Intellectual merit: The first outcome of this project will be a holistic roadmap for resilience of networked systems. This resilience roadmap will take the roadmaps from the nano-scale CMOS (trends in chip cost, functionality, performance, power, and resilience that can be attained at chip level) and attempt to realistically project the future cost of currently-used networking and systems techniques for achieving desired level of resilience. The second outcome of this project is to develop resilience methods that scale gracefully in the face of increasing hardware failures. Such techniques will use novel partitioned redundancy strategies that achieve reliability at different levels across hardware and software layers. Broader Impacts. The resilience roadmap will provide unprecedented understanding of the trends in resilience and a uniquely realistic assessment of challenges and opportunities. This will significantly influence the research in the hardware as well as networking communities. A systematic design of scalable resilience methods will lead to significantly higher levels of resilience, lower costs - capital (equipment) as well recurring (especially, energy), and/or higher levels of performance. The utilitarian gains to society by the proposed project are likely to be substantial, since networked systems now constitute one of our most critical infrastructures and consume an increasingly large proportion of our resources.

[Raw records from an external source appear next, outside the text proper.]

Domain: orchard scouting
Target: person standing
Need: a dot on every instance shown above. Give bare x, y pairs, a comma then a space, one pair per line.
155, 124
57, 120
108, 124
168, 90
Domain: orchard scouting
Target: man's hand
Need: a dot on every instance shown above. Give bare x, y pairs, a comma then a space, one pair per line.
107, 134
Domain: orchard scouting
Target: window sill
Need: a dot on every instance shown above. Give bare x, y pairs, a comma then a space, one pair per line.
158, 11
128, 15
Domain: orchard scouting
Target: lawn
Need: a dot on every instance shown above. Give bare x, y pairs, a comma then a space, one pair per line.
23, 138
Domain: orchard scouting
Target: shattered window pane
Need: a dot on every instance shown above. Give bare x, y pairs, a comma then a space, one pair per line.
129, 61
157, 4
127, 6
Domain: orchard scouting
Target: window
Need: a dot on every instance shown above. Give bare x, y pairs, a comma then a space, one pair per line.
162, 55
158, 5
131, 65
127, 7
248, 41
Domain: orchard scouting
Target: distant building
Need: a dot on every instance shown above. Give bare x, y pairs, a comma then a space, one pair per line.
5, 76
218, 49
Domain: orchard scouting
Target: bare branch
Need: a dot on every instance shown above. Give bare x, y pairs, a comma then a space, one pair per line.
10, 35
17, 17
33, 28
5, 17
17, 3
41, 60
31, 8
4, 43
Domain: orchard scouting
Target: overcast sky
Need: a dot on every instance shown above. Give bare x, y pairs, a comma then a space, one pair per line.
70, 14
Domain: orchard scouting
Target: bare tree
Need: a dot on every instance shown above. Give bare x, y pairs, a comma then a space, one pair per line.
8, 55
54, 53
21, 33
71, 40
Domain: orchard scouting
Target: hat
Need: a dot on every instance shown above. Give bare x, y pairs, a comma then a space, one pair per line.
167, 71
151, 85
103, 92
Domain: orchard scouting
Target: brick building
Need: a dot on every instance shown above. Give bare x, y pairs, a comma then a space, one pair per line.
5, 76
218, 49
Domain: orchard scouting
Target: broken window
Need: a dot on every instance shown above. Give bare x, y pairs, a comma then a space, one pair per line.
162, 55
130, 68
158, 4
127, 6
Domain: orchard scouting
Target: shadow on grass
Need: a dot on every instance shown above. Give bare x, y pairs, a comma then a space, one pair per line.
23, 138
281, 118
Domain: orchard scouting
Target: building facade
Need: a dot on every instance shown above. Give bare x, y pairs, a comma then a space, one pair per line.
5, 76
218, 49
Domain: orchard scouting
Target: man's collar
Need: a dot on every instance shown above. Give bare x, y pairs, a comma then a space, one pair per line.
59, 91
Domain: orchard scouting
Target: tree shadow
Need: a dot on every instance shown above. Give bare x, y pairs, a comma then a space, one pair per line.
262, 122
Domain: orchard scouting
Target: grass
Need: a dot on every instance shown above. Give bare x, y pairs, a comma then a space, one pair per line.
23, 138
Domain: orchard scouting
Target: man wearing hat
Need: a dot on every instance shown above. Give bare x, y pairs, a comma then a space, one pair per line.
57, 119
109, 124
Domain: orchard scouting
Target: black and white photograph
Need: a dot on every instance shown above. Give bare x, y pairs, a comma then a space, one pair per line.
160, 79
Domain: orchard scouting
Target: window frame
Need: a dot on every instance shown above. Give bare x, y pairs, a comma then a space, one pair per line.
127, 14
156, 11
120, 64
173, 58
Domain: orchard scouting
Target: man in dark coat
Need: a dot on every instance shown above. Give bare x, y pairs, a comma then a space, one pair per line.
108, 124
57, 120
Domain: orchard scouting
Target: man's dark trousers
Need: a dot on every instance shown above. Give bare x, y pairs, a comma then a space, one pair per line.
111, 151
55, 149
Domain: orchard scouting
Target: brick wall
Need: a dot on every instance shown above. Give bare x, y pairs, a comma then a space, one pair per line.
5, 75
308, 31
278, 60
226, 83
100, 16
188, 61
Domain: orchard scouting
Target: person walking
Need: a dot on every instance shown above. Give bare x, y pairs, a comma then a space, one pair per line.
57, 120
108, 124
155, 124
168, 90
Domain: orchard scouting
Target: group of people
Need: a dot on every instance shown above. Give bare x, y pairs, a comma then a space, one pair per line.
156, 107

This project will draw upon two different disciplines, hardware architecture and networked systems, and involve detailed case studies and development of completely new theory and techniques, and will therefore provide unique educational and training opportunities for students and working professionals in these fields.

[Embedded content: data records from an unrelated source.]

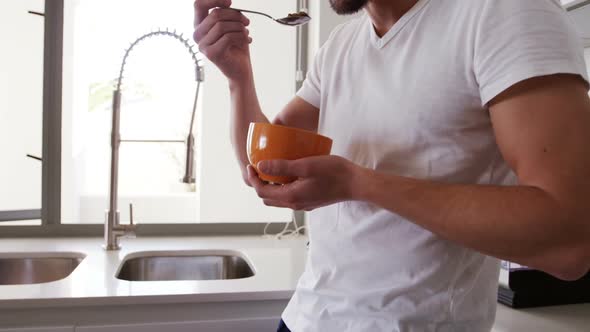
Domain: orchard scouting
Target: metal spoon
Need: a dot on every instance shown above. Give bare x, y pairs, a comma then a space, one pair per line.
295, 19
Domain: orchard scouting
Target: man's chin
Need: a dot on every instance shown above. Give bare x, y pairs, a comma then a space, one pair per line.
348, 7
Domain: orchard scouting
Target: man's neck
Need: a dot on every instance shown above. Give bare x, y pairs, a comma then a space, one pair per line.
385, 13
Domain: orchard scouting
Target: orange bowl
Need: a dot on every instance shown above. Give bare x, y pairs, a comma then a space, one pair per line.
271, 142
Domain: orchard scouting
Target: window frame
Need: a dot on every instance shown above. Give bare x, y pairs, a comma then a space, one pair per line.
50, 213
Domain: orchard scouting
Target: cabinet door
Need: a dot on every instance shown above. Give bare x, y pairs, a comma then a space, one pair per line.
253, 325
39, 329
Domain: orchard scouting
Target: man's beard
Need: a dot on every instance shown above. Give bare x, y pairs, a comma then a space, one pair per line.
347, 7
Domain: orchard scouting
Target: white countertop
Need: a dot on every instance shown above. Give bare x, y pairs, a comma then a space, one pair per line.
277, 264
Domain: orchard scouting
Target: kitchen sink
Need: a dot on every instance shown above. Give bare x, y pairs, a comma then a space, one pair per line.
185, 266
26, 269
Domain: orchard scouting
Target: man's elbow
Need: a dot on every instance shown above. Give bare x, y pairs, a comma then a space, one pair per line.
573, 265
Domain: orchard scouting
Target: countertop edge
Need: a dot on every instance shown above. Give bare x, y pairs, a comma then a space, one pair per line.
146, 300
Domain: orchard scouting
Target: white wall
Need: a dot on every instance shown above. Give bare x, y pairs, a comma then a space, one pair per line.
21, 98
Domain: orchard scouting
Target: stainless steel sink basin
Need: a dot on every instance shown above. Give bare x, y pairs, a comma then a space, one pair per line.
185, 267
21, 269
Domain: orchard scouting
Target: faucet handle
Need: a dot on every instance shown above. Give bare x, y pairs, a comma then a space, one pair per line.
131, 214
129, 230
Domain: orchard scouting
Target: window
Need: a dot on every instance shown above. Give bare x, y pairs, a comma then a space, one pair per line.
21, 86
158, 95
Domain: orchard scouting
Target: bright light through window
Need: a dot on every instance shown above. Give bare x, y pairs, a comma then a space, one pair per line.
158, 95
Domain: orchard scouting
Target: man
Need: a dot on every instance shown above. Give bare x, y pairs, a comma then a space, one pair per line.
432, 104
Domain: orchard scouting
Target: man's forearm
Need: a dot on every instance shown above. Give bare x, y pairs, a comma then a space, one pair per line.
521, 224
245, 109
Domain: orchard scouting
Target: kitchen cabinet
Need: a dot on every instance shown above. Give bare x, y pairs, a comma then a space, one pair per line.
40, 329
252, 325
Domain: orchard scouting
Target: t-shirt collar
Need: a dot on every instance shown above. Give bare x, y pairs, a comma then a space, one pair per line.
397, 27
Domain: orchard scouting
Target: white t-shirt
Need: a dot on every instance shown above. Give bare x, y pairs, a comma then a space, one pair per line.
412, 103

Budget Impact Statement: The item numbers in this paragraph refer to those in Figure 9 and Section 3.2 (entitled 'Proposed Research Tasks and Plan') of our original proposal. We will undertake all tasks and sub-tasks proposed in item-1 (and all its sub-items). In item-2, we will undertake the development of a general framework to consider all basic redundancy schemes and alternative ways of deploying them (sub-item-2.1). We will also characterize the associated tradeoffs (sub-item-2.2) and the consequences of realistic constraints (sub-item-2.3). However, we will pursue the development of prototype tools (as outlined in sub-item-2.4), to the extent necessary to demonstrate the benefits of our approach and to conduct case studies (described in item-3). Finally, we will undertake the case studies as originally proposed in item-3.